Sunday 29 June 2008

The Debut of Dang Sarat in Liverpool

…on 21st June 2008, to be exact.

Some said she had a very good singing voice and that she was a fine perfomer. Some said she was just very good at what she was doing; delegating work, a mine of information and a shrewd leader of those under her wings. But most agree that she was not much to look at and in fact lived up to her name – the over laden maiden. And to make it worse, she suffered a kind of skin condition that made her look quite unsightly. Bidasari she certainly wasn’t.

However, the former employee of the Singapore ruler knew how to transform herself into a real beauty - if only in the eyes of those who mattered. And this she did by befriending those dark forces from the other world and summoning their help during the bleakest nights when she yearned for the warmth of his body next to hers. On nights like this the owlet would appear on his rooftop, as if calling out his name and to beckon him over and leave his unsuspecting wife in their comfortable boudoir.

Once the king fell victim to her black magic, he could see no wrong in anything she did. Not with her blotched skin, nor her demands for an oversized chastity belt.

That is Dang Sarat or Dayang Dang Sarat, although some had suggested she is Dang Sirat or Serat, depending on how you read the old Jawi text in the early 19th century manuscript. But it matters not as the lady in question, the femme fatale and monstrous feminine is the same one that not only destroyed the union of a loving couple but also that of two nations; Patani and Johor.

I was introduced to Dang Sarat, the eponymous character of this early 19th century syair in 2005. The manuscript, bought from John Crawfurd in 1824, has been in the safekeeping of the British Library and is still in pristine condition, in beautiful handwritten Jawi script by one or possibly more scribes from the days gone by. Trawling through the Syair was to say the least a most painstaking experience, especially for one who was not competent in the reading of Jawi scripts. But one had to learn the hard way, and throughout the journey on the number 7 to and from the uni, the character and the story of Dang Sarat unfolded before my eyes, but of course not without a lot of help from the likes of Wilkinson and Winstedt and my Sifu.

To say that I was consumed by Dang Sarat and the beauty that lies in between the finely composed verses, was an understatement. I ate, slept, talked and thought in syair . I was overwhelmed by what my professor described as Keindahan erti dan erti keindahan – the meaning of which came through vividly in many scenes; especially the one of the king wooing his new bride, the longing for the beauty he had never set his eyes on, the shy young princess battling with understandable insecurities and apprehension and more.

Last weekend, at a conference in Liverpool. I finally introduced Dang Sarat to my audience of mostly scholars from the world of Traditional Malay Literature who came from far and wide. The experience was not unlike delivering a baby long overdue and all this while had waited for this moment within the chapters of my dissertation. The post conference euphoria was akin to post natal bliss – what pain?

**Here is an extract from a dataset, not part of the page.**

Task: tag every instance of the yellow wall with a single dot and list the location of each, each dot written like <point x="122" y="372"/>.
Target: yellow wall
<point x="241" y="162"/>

I leave you this little beauty:

“Setelah jauh malamlah hari - tirai pelaminan dilabuhkan beri
duduklah baginda raja pis[t]ari - teralu suka membujuk isteri
dipeluk dicium seraya berkata - ‘Tuanku nyawaku emas juwita
Tuanku jadi cahaya mahkota - sudah termeterai di dalam cita

Berbagailah bujuk raja bangsawan - dipeluk dicium di dalam pangkuan
Peracau pun tunduk malu-maluan - sedap manis barang kelakuan

ayam berkokok pungguk merindu - baginda kedua masuk beradu
di dalam tirai kelambu beledu - ditunggui kanda Dang Raya Dadu
Setelah selang sudahlah hari - bangunlah baginda dua laki isteri
keluar dari peraduan memimpin jari - keduanya manis tiada berperi.

Alas, it has a very ugly ending. More later.

Monday 23 June 2008

Signs of Hard Times

I was on the 1518 from Liverpool to Euston when I got a call from my husband. He said he was walking back with 10kg of rice from our local grocer when he was stopped by the police. Oh no! I interjected. Then he proceeded to explain. Apparently there had been a fight down the road and police had sealed off the area. People were asked to turn back. A man was so angry with his girlfriend that he doused her with petrol and set her alight.

Thank God, I said, before I could bite my tongue. I thought the police had confiscated our rice!

I repeated the story to our son who met me at the station. He said: What a shame! What a waste of valuable petrol.

Yes, these are certainly signs that times are hard.